Some people are allergic to turmeric as well, especially noted after exposure to skin. In most cases, the reaction is in the form of itchy rashes and is generally mild. Other possible side effects of curcumin, when taken in large quantities, include nausea, increased risk of bleeding, hypotension or low blood pressure, increase in menstrual flow, hyperactive gallbladder contractions and uterine contractions in pregnant women. If you experience any one of the symptoms mentioned above, it is advised that you visit your doctor immediately (x).
As we have already seen, curcumin is one of the major components of turmeric. It has several benefits, such as easing the symptoms of rheumatoid arthritis and osteoarthritis. It can reduce pain and inflammation, leading to better management of these illnesses. Curcumin can also act as an excellent arthritis supplement. Turmeric in itself is an excellent source of nutrients as it contains many other compounds besides curcumin.
There have been plenty of lab tests conducted where the scientists have found that curcumin blocks the growth of some specific types of tumors. A study tells us that curcumin could stabilize colorectal cancer when most other methods do not help. However, additional research needs to be done to understand this aspect of curcumin better (x, x).
Apart from this, other lab studies propose that curcumin can also protect against stomach ulcers, colitis and high cholesterol. Consuming turmeric or curcumin as an extract could treat diabetes, HIV, stomach upsets, depression, uveitis and viral infections. Besides this, the help curcumin offers in weight loss is also a major factor in its use (x).
However, it is important to note that most of these studies have been limited to labs. With additional research going on, there is a good chance that we will soon know for certain just how curcumin manages to help our body fight illnesses. Then we will understand more about correct dosage.
Consuming curcumin in recommended quantities can do wonders for your body and health. Having more can potentially upset your stomach and lead to headaches and a lot of other issues.
Curcumin Supplements and Dosage
Consuming curcumin or turmeric is something that can offer more good than bad. However, there is no standard dosage since it is mostly an unofficial form of treatment, although it is pretty effective. You can choose how you would like to consume this component. There are two ways — the natural way through consuming fruits and vegetables containing curcumin or by using turmeric as a spice in your cooking, or by taking supplements.
If you choose to go the natural way, simply start using turmeric in your food. This spice comes from rhizomes, the underground stems of the turmeric plant.
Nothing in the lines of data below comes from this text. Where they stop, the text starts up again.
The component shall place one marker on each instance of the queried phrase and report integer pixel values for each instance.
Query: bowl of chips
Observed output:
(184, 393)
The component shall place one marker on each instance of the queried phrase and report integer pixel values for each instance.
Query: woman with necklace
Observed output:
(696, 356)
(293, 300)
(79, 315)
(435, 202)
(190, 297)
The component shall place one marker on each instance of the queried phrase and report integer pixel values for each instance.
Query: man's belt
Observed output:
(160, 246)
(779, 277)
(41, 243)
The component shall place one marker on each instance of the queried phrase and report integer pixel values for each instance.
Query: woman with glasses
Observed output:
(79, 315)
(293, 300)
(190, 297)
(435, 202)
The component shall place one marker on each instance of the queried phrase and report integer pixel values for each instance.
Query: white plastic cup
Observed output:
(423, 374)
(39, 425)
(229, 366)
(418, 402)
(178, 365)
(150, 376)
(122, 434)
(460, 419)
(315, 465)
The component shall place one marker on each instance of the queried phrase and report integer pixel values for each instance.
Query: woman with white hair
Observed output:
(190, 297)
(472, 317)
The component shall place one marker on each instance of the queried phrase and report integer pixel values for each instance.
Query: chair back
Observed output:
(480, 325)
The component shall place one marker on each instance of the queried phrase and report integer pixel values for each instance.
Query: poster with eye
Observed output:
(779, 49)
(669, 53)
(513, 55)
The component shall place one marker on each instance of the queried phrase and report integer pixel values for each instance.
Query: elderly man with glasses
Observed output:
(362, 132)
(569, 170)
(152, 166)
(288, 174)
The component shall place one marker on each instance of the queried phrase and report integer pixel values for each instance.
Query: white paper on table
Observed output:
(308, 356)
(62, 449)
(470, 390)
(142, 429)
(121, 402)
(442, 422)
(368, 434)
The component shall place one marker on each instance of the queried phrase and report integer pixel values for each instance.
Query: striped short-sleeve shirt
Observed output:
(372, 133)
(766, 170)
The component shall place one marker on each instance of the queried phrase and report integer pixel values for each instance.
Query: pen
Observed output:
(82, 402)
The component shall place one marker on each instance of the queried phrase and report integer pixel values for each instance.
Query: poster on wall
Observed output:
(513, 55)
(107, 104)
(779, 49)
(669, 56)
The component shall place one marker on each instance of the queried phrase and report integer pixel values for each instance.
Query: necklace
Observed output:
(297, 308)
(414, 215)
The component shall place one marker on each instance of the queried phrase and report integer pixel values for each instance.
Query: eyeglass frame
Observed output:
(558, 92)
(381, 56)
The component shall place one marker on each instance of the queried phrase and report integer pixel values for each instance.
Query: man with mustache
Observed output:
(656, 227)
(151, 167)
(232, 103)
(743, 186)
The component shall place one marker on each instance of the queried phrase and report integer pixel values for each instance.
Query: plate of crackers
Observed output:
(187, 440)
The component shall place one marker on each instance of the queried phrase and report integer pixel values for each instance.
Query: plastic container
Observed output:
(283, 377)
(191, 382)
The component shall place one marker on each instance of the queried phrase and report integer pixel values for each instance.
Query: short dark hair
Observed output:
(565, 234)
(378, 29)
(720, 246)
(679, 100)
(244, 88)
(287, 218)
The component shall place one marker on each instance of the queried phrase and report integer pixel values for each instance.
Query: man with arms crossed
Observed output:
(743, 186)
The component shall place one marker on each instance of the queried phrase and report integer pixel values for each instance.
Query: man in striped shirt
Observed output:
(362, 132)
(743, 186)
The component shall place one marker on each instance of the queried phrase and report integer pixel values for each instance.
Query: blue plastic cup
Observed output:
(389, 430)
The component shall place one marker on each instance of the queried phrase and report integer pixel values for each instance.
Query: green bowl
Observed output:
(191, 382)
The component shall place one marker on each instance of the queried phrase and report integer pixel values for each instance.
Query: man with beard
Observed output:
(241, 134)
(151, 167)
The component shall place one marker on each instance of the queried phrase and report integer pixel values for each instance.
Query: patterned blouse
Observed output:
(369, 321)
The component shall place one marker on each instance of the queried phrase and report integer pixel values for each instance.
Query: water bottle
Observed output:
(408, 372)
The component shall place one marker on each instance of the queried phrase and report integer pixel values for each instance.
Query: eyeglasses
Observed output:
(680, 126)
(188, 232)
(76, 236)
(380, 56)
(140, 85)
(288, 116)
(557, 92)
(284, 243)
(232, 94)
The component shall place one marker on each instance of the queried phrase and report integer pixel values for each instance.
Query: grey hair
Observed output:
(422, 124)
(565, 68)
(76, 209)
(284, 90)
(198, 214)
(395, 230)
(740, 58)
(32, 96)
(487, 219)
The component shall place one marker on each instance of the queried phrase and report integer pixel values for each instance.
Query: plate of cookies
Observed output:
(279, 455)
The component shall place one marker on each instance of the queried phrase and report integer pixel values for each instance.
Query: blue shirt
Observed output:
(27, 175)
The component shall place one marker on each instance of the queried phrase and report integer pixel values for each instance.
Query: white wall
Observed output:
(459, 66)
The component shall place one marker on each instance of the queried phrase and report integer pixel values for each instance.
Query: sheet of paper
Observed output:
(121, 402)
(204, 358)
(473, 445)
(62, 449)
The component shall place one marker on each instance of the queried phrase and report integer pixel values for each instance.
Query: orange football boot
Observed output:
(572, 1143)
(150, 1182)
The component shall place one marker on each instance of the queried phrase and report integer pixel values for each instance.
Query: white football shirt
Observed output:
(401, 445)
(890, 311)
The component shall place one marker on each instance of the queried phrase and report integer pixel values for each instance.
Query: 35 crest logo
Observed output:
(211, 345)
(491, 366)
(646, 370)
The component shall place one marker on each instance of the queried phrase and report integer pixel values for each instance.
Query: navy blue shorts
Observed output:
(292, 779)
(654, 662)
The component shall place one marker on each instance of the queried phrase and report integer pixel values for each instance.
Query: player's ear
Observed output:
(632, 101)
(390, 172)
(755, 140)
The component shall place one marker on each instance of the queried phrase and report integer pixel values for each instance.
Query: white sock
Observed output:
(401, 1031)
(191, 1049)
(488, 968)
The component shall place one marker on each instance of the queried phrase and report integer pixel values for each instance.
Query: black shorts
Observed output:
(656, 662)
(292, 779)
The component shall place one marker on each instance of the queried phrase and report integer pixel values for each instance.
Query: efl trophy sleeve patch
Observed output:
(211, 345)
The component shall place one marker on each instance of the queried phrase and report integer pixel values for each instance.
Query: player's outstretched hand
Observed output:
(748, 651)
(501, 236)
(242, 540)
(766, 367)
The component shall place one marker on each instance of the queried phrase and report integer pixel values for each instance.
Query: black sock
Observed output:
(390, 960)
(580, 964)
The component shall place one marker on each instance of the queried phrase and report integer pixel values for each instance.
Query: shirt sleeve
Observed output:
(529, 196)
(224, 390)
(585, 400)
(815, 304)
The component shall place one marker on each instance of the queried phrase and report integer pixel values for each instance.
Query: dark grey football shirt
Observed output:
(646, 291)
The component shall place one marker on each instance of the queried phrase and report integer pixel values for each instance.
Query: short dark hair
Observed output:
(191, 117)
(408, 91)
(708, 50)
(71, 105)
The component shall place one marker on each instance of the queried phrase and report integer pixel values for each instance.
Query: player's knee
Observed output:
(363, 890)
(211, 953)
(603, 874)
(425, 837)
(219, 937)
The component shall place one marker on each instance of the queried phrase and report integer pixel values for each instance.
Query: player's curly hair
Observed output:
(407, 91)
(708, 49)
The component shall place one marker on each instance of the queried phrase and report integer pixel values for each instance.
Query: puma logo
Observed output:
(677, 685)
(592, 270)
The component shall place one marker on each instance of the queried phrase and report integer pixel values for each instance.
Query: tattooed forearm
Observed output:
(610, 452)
While it has been actively used throughout the centuries and still is today in the Indian kitchen, it has now become popular around the world.
For those who prefer supplementation, it is advisable to take 1,000 mg or less of curcumin once daily. It is also best that you take it with water and a meal. Approximately, 1,000 mg would be slightly less than half a teaspoon.
The Bottom Line
Turmeric is one of the more nutritious spices in the world. This herb has a long history of curing and preventing illnesses and is an active component of Ayurvedic and other traditional forms of medicines. It is available in abundance in South and Southeast Asia and is a major part of cooking in India even today.
Regarding health benefits, curcumin offers help dealing with inflammation, depression, skin health, blood clots, cholesterol and much more. It may also have strong anti-cancer properties. Consumption in optimal quantities can do a lot of good. However, over-consumption could lead to issues such as headaches, nausea and digestive troubles like diarrhea. You can consume curcumin either by adding to your food or beverages or by ingesting the supplements.